C’est le même conducteur kinois qui tire la sonnette d’alarme et attire l’attention du président de la République sur l’urgence de se concentrer dorénavant à la défense de l’intégrité territoriale de la République démocratique du Congo. Dans un message très personnel à Félix Tshisekedi, il l’exhorte à plus d’efforts internes pour la résistance. “Cher président Fatshi, il est temps de laisser les discours de gauche à droite, vous avez suffisamment démontré votre bonne foi partout au monde. Il est maintenant temps de nous organiser pour la guerre. Vous êtes passé à l’ONU, à l’Union africaine et partout.
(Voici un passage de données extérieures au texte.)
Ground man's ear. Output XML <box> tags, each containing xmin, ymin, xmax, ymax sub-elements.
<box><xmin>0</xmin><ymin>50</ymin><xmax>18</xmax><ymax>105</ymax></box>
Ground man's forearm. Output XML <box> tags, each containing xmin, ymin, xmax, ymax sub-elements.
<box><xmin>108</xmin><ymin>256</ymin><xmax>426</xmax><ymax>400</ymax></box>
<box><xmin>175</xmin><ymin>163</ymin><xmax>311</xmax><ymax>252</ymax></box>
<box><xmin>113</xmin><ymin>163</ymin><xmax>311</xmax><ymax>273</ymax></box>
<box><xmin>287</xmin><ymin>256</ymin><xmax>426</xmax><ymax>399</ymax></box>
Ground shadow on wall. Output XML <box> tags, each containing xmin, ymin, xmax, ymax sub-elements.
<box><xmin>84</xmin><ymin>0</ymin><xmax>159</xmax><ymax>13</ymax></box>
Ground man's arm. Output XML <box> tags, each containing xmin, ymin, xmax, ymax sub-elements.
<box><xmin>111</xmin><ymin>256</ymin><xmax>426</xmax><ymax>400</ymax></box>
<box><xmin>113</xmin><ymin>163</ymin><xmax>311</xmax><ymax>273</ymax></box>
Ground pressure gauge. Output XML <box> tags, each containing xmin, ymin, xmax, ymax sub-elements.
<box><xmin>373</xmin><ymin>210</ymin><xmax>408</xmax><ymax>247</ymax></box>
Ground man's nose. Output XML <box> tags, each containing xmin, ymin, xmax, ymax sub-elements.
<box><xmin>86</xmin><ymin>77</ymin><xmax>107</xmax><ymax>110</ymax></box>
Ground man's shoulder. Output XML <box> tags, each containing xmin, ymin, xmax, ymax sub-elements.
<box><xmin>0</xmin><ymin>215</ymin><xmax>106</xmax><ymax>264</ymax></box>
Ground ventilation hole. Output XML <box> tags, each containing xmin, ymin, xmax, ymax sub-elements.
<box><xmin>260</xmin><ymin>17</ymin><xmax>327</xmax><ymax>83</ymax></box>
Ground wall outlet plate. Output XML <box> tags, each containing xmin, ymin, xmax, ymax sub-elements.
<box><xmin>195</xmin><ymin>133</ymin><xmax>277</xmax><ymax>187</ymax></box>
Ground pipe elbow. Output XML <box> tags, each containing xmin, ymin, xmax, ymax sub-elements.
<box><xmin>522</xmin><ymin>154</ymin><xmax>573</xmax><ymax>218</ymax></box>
Vous avez suffisamment montré notre bonne foi”, a-t-il martelé.

De son côté, Gabriel Mokia, le président du Mouvement des démocrates congolais (Mdco) ne se laisse pas impressionner par le décor protocolaire lié à l’arrivée d’Emmanuel Macron. Il dénonce les attaches très prononcées entre les deux dirigeants (Paul Kagame et Emmanuel Macron) et met en garde contre toute tentative de balkanisation de la RDC. “Macron est avec le Rwanda. Nous suivrons son discours ici à Kinshasa très attentivement. Le changement qu’il prône doit être vécu sur le terrain. Bunagana, Kiwanja, Rutshuru doivent être libérés”, a-t-il insisté au cours d’une interview sur Télé 50 mercredi soir. M. Mokia dénonce également la mauvaise foi des animateurs des institutions de la République, notamment les membres du gouvernement pour leur indifférence face à certaines priorités nationales.

Reporter les élections, priorité à la guerre

“On nous a insulté pendant des années et des années”, rappelle le conducteur kinois écœuré par les humiliations successivement subies du Rwanda, des multinationales et de la communauté internationale. Pour ce Congolais, Félix Tshisekedi et le gouvernement congolais doivent accorder priorité à la résolution de la crise sécuritaire avant d’envisager une nouvelle planification des élections. “Que les élections s’organisent après le rétablissement de la paix”, a-t-il plaidé.